Run MLP (first layer weights fixed) on mnist and compute bias and variance

In [5]:
%matplotlib inline
import torch
import torch.nn as nn
import torch.nn.functional as F
import numpy as np
import queue
import os
import sys
import torchvision
import torchvision.transforms as transforms
import torch.optim as optim
import copy 
import pandas as pd
class MLP(nn.Module):
    def __init__(self, p, d, o):
        """RF_models
        
        Args:
            p (int): the hidden size
            d (int): the input feature dimension
            o (int): the output dimension
        """
        super(MLP, self).__init__()

        self.fc1 = nn.Linear(d, p, bias=False)
        self.fc2 = nn.Linear(p, o, bias=False)
        self.p = p
        self.d = d
        self.o = o 
    def forward(self, x):
        o = F.relu(self.fc1(x))
        o = self.fc2(o)
        return o
class Ensemble_Two_Layer_NN(object):
    def __init__(self, n_classifiers, p, d=784, o=10):
        """Ensemble_Two_Layer_NN
        
        Args:
            p (int): the hidden size
            d (int, optional): the input feature dimension
            o (int, optional): the output dimension
            coef (float, optional): the ridge regression penalty coefficient
        """
        self.n_classifiers = n_classifiers
        self.p = p
        self.d = d 
        self.o = o 
        self.coef = coef
        self.learners = queue.LifoQueue(maxsize = self.n_classifiers)
        self.MODEL_TYPE = MLP
    def __len__(self):
        return len(self.learners.queue)
    
    def put_model_rho(self, model, rho):
        self.learners.put([model, rho])
    def get_init_model(self, cuda=True):
        model = self.MODEL_TYPE(self.p, self.d, self.o)
        if cuda:
            model.cuda()
        return model
    def cuda(self):
        if len(self) == 0:
            return 
        else:
            for model, rho in self.learners.queue:
                model.cuda()
            return
    def train(self):
        if len(self)!=0:
            for model, rho in self.learners.queue:
                model.train()
    def eval(self):
        if len(self)!=0:
            for model, rho in self.learners.queue:
                model.eval()
    def forward(self, x):
        Bs = x.size(0)
        if len(self) == 0:
            zeros = torch.zeros(Bs, self.o)
            zeros = zeros.to(x.device)
            return zeros
        else:
            outputs = torch.zeros(Bs, self.o)
            outputs = outputs.to(x.device) 
            for model, rho in self.learners.queue:
                output = model(x)
                outputs += rho*output
            return outputs


In [6]:
def get_subsample_dataset(trainset, subset):
    trainsubset = copy.deepcopy(trainset)
    trainsubset.data = [trainsubset.data[index] for index in subset]
    trainsubset.targets = [trainsubset.targets[index] for index in subset]
    return trainsubset
def fix_width_number(width, n_classifiers):
    return max(1, width//n_classifiers)

# Training
def train(net, trainset, permute_index, train_size, num_iters, lr, batch_size, coef):
    net.train()
    subsample_indexes = np.random.choice(permute_index, size=train_size)
    trainsubset = get_subsample_dataset(trainset, subsample_indexes)
    trainloader = torch.utils.data.DataLoader(trainsubset, batch_size=batch_size, shuffle=True)
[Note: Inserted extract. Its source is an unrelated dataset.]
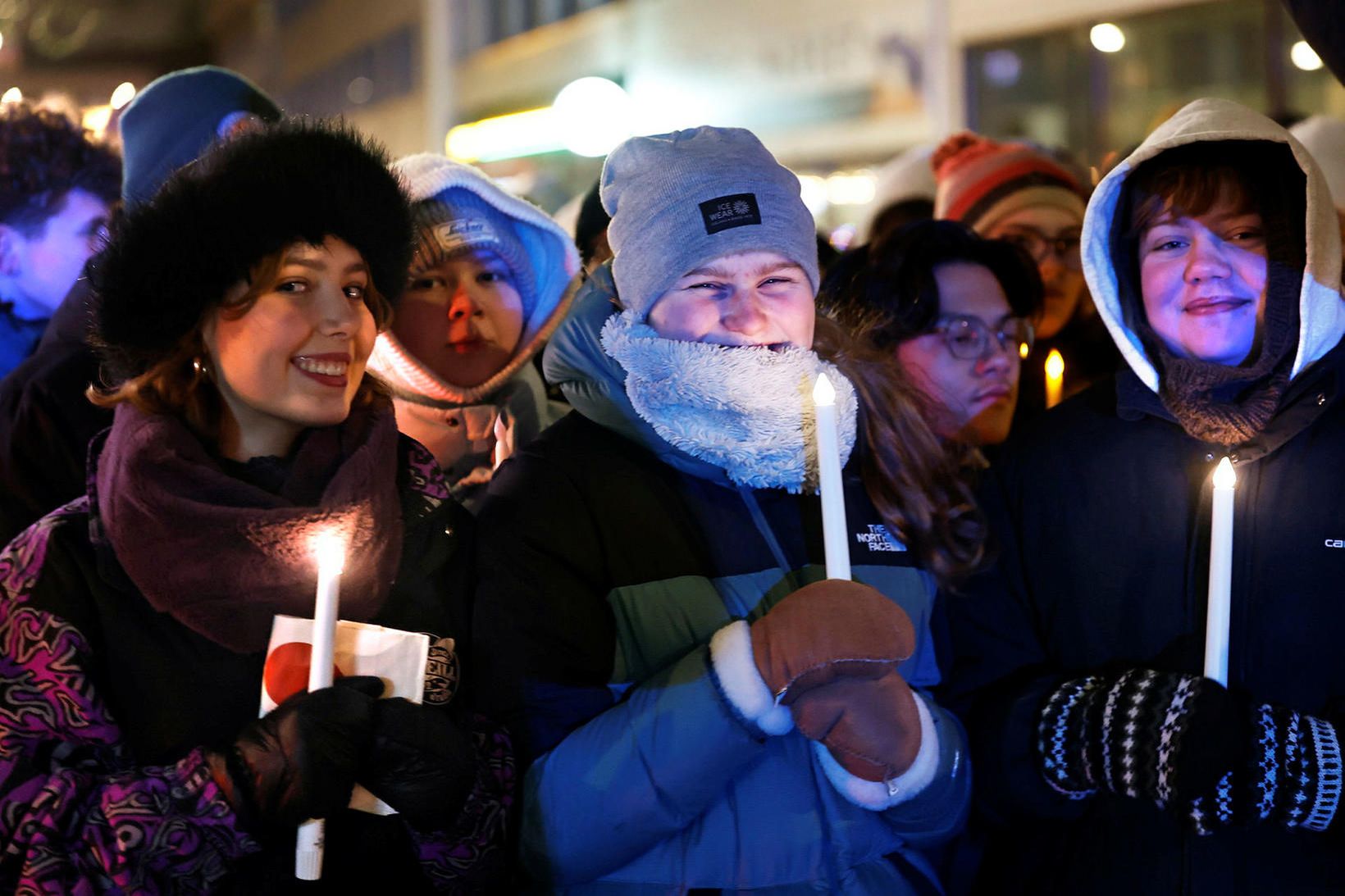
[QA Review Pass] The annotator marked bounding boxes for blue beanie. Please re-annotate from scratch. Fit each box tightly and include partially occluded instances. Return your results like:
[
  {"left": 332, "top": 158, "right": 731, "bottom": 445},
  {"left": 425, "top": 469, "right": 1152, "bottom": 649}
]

    for i_c in range(net.n_classifiers):
        i_iter = 0
        model = net.get_init_model(cuda=True)
        rho = 1/net.n_classifiers
        optimizer = torch.optim.SGD(model.fc2.parameters(), lr=lr)
        lr_scheduler = torch.optim.lr_scheduler.StepLR(optimizer, step_size = num_iters//3, gamma = 0.1)
        while i_iter < num_iters:
            for inputs, targets in trainloader:
                Bs = inputs.size(0)
                inputs = inputs.reshape(Bs, -1)
                inputs, targets = inputs.cuda(), targets.cuda()
                targets_onehot = torch.FloatTensor(targets.size(0), net.o).cuda()
                targets_onehot.zero_()
                targets_onehot.scatter_(1, targets.view(-1, 1).long(), 1)
                optimizer.zero_grad()
                outputs = model(inputs)
                loss = criterion(outputs, targets_onehot)
                l2_reg = 0
                for param in model.fc2.parameters():
                    l2_reg += coef * torch.norm(param)
                mse_loss = loss.item()
                l2_loss = l2_reg.item()
                loss += l2_reg
                loss.backward()
                optimizer.step()
                lr_scheduler.step()
                string = "Train {} model: Iters [{}/{}] mse: {:.4f}, l2_loss: {:.4f}, train_loss:{:.4f}".format(i_c+1, i_iter, num_iters,  mse_loss, l2_loss, loss.item())
                sys.stdout.write(string+"\r")
                sys.stdout.flush()
                i_iter +=1
        net.put_model_rho(model, rho)
    # after all models were trained, estimate the mse error
    train_loss = 0
    correct = 0
    total = 0
    for inputs, targets in trainloader:
        Bs = inputs.size(0)
        inputs = inputs.reshape(Bs, -1)
        inputs, targets = inputs.cuda(), targets.cuda()
        targets_onehot = torch.FloatTensor(targets.size(0), net.o).cuda()
        targets_onehot.zero_()
        targets_onehot.scatter_(1, targets.view(-1, 1).long(), 1)
        outputs = net.forward(inputs)
        loss = criterion(outputs, targets_onehot)
        train_loss = loss.item() * outputs.numel()
        _, predicted = outputs.max(1)
        correct = predicted.eq(targets).sum().item()
        total = targets.size(0)
    return train_loss/ total , 100. * correct / total

# Test
def test(net, testloader):
    net.eval()
    test_loss = 0
    correct = 0
    total = 0
    with torch.no_grad():
        for batch_idx, (inputs, targets) in enumerate(testloader):
            inputs, targets = inputs.cuda(), targets.cuda()
            Bs = inputs.size(0)
            inputs = inputs.reshape(Bs, -1)
            targets_onehot = torch.FloatTensor(targets.size(0), net.o).cuda()
            targets_onehot.zero_()
            targets_onehot.scatter_(1, targets.view(-1, 1).long(), 1)
            outputs = net.forward(inputs)
            loss = criterion(outputs, targets_onehot)
            test_loss += loss.item() * outputs.numel()
            _, predicted = outputs.max(1)
            correct += predicted.eq(targets).sum().item()
            total += targets.size(0)
    return test_loss / total, 100. * correct / total

def compute_bias_variance(net, testloader, trial, OUTPUST_SUM, OUTPUTS_SUMNORMSQUARED):
    net.eval()
    bias2 = 0
    variance = 0
    total = 0
    with torch.no_grad():
        for batch_idx, (inputs, targets) in enumerate(testloader):
            inputs, targets = inputs.cuda(), targets.cuda()
            Bs = inputs.size(0)
            inputs = inputs.reshape(Bs, -1)
            targets_onehot = torch.FloatTensor(targets.size(0), net.o).cuda()
            targets_onehot.zero_()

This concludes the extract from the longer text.